The speed of model conversion can be seen to be very fast. Model inference speed of 200 steps takes only 11s to complete (GTX 2080ti).
Based on the time-varying accuracy of the model output, we can plot the accuracy for different settings.

.. code-block::python

    fig = plt.figure()
    plt.plot(np.arange(0, T), mode_max_accs, label='mode: max')
    plt.plot(np.arange(0, T), mode_robust_accs, label='mode: 99.9%')
    plt.plot(np.arange(0, T), mode_two_accs, label='mode: 1.0/2')
    plt.plot(np.arange(0, T), mode_three_accs, label='mode: 1.0/3')
    plt.plot(np.arange(0, T), mode_four_accs, label='mode: 1.0/4')
    plt.plot(np.arange(0, T), mode_five_accs, label='mode: 1.0/5')
    plt.legend()
    plt.xlabel('t')
    plt.ylabel('Acc')
    plt.show()

.. image:: ../_static/tutorials/activation_based/5_ann2snn/accuracy_mode.png

Different settings can get different results, some inference speed is fast, but the final accuracy is low, and some inference is slow, but the accuracy is high. Users can choose model settings according to their needs.

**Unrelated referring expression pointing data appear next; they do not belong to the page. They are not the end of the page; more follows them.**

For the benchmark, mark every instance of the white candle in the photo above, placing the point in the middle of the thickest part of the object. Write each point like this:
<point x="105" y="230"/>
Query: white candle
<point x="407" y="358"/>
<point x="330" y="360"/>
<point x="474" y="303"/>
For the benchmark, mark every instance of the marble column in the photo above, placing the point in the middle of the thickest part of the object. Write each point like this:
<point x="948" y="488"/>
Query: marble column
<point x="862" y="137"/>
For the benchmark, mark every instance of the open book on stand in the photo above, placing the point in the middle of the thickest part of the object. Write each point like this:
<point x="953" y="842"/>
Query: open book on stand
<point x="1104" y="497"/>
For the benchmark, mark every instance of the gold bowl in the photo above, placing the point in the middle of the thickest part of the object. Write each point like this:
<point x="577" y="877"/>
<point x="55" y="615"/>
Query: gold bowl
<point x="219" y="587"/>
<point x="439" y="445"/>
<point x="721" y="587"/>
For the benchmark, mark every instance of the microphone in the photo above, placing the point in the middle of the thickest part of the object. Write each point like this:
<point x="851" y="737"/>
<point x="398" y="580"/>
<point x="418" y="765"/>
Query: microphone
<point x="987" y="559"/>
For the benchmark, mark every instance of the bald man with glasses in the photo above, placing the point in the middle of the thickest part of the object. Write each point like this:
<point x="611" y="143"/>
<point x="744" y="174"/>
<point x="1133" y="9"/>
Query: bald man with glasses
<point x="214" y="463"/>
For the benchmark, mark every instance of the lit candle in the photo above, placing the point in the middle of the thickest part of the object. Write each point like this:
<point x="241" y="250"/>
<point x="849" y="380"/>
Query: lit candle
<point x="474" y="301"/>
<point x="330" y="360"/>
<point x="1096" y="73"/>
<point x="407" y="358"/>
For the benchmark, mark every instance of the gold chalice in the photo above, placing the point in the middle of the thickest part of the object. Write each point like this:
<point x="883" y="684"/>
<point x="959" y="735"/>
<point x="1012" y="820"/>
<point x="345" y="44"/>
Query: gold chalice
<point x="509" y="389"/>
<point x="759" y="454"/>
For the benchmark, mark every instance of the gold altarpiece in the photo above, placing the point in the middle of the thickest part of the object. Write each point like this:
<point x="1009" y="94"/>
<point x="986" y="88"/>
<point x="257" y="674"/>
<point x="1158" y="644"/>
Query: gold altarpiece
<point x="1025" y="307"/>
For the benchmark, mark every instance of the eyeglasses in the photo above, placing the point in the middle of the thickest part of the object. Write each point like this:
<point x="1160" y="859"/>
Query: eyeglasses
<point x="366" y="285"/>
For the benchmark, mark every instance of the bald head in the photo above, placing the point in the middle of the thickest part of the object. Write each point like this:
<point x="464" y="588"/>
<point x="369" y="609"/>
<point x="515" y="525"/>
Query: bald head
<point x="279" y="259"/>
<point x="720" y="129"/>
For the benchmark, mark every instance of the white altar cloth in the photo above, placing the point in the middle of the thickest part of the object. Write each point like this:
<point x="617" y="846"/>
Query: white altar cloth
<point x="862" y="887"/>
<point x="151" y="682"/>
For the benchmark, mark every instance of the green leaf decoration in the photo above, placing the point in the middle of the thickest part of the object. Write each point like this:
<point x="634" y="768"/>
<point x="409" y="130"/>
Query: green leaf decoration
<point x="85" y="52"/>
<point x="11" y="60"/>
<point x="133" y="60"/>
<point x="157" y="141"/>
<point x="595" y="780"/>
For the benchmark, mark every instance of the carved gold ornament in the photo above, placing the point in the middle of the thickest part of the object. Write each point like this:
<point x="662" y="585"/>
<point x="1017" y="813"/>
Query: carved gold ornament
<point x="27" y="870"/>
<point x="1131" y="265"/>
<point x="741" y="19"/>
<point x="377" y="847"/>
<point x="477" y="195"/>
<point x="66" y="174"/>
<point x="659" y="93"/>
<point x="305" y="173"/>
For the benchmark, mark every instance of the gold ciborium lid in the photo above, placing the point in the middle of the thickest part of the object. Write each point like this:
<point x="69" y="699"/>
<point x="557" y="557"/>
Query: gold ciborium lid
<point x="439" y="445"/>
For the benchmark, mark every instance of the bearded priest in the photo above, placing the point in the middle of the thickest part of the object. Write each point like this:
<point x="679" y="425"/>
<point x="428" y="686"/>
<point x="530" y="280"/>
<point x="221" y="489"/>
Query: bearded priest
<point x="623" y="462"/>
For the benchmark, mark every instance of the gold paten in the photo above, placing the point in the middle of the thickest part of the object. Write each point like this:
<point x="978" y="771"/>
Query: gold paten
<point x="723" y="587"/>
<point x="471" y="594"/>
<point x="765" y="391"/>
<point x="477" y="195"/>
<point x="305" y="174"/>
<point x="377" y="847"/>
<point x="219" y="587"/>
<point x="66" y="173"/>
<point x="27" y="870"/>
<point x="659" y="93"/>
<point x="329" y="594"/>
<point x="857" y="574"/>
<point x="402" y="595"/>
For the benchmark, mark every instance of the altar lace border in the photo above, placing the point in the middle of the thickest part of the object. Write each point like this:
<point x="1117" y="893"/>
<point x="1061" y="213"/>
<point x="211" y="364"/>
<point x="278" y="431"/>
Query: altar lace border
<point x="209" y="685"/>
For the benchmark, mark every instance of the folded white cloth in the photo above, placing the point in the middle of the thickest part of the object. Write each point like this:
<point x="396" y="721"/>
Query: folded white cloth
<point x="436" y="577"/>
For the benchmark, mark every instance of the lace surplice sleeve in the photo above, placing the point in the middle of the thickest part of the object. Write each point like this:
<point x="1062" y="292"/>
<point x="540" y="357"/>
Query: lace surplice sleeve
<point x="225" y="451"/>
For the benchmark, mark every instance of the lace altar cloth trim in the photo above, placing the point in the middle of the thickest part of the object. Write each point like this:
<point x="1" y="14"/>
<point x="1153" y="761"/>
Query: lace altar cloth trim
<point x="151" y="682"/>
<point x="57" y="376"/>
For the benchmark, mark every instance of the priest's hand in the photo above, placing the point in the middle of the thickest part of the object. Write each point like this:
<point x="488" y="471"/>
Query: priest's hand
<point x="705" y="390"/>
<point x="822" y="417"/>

.. [#f1] Rueckauer B, Lungu I-A, Hu Y, Pfeiffer M and Liu S-C (2017) Conversion of Continuous-Valued Deep Networks to Efficient Event-Driven Networks for Image Classification. Front. Neurosci. 11:682.
.. [#f2] Diehl, Peter U. , et al. Fast classifying, high-accuracy spiking deep networks through weight and threshold balancing. Neural Networks (IJCNN), 2015 International Joint Conference on IEEE, 2015.
.. [#f3] Rueckauer, B., Lungu, I. A., Hu, Y., & Pfeiffer, M. (2016). Theory and tools for the conversion of analog to spiking convolutional neural networks. arXiv preprint arXiv:1612.04052.
.. [#f4] Sengupta, A., Ye, Y., Wang, R., Liu, C., & Roy, K. (2019). Going deeper in spiking neural networks: Vgg and residual architectures. Frontiers in neuroscience, 13, 95.